The client company provides online ticket purchase services for the variety of entertainment and sport events. Mobile apps are a component of their service ecosystem allowing customers to review upcoming events, buy tickets, and view already purchased ones from their devices.
Get this case as PDF:
Mobile Security Testing Task
The Apriorit team was assigned to perform black box vulnerability testing of a new version of the company’s Android app. Source code reverse engineering activities were not included into the project scope.
The Apriorit team was informed that the app did not store any financial information on devices, applying requests to the web service to perform purchases using financial data stored in the company’s cloud data center.
Thus, the main priority of the Android application security assessment was to check the protection of account access data in motion as well as at rest.
Research and Recommendations
At the first stage, Apriorit experts attempted to install the app on both unrooted and rooted devices. They discovered that some protection against installation on a rooted device was applied. At the same time, after being installed on an unrooted device, which was subsequently rooted, the app started normally.
This finding produced the first recommendation with the normal priority: to add protection not only from the installation but also from starting the app on a rooted device. It can be performed, for example, by checking if the SU daemon is installed at each app start.
The second stage was analysis of the traffic between a device and web server. Apriorit researchers discovered that while SSL certificate was used to protect the communication channel, it was still pretty vulnerable for the man-in-the-middle attack.
Using sniffers, researchers got access to the message bodies. It was discovered that access token and user credentials were sent in the plain text to the server. To illustrate the potential extend of this security risk, investigators created a small C# application for PC to use sniffed information and set up communication channel with the server under the “hacked” user account. This “fake” desktop application could review and cancel all purchases as well as perform purchases using the financial details of the “hacked” user account. At the same time, it could not get the financial data itself because of the corresponding logic of the web service.
This risk obtained the highest priority. A series of recommendations were included into the report:
- Incorporate SSL pining technique to protect from the man-in-the-middle attack.
- Do not transfer credentials in the plain open format. Generate access key on the basis of credentials, e.g. hash, with additional salt and perform message bodies encryption using a symmetric algorithm.
- Incorporate device ID into the access key(s) generation to prevent usage of a “fake” application.
One more security risk was detected after performing Android backup acquisition for unrooted device and complete file system acquisition for a rooted device. In both cases researchers managed to get a cache database in the plain, unencrypted, SQLlite format. Besides partial information about the recent purchases, Apriorit experts managed to get user credentials and current access token stored in this database.
The risk of using the plain SQL format is also related to the possibility to easily recover deleted data.
This risk also obtained the high priority. The corresponding recommendations were included:
- Not to store credentials locally; use runtime generated access key on the basis of credentials.
- Apply additional encryption for all the databases produced by the app.
Discussion and Improvements
The Apriorit team produced a detailed Android app penetration testing and vulnerability assessment report containing description of all performed activities and researched attack vectors. This report was delivered to the client and properly discussed with the in-house development team.
The client asked Apriorit to illustrate the recommendation about the new way of building access keys for authorization without storing the user credentials on device. A prototype was created representing the scheme of runtime access key generation based on the credentials, device ID, and request time. The credentials’ hash with added salt was used as a key for the AES encryption performed on the messages body within the device-server data exchange.
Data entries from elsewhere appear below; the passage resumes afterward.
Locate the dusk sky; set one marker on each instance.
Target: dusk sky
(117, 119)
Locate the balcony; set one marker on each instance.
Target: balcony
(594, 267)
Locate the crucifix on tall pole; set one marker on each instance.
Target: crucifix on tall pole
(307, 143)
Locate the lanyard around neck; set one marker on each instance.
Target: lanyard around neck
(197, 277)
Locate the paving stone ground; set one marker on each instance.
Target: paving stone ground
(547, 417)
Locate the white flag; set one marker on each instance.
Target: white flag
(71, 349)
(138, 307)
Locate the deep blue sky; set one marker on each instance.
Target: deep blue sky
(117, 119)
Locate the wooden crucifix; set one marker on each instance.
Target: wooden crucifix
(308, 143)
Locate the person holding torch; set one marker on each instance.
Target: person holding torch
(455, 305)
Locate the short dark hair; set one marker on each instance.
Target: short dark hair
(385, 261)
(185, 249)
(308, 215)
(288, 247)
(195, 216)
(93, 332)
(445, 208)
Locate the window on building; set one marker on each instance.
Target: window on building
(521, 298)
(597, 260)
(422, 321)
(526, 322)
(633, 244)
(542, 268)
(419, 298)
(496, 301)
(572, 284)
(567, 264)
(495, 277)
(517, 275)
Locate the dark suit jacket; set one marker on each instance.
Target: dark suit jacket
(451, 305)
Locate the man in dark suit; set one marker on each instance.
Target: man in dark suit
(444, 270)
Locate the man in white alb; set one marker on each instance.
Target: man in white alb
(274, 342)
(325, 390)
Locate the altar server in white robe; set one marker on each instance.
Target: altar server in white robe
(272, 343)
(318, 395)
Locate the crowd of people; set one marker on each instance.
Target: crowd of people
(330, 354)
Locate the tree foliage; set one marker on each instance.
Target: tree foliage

The client team developed a new version of the Android app using provided prototype logic and other security recommendations. This new version successfully passed the second-round check. The only remark was that it was still possible to run the app on a rooted device using specific third-party software. It remains one of the major security problems of the Android platform mentioned in a number of Android application security testing reports: while iOS users are forced to upgrade and use the latest platform version, Android users tend to use “middle” versions of OS and thus are not protected from the recently detected and fixed platform vulnerabilities, in particular a number of ways to root the device.
Re-considering the recommendations and potential problem scope, the client decided that investments into the further rooting protection would not be efficient, giving that the new scheme of authorization and significantly improved device-server communication minimized security risks.
The complete security testing for Android application with all rounds of discussion took 60 man-hours. The prototype of the recommended access scheme took additional 40 man-hours to be delivered.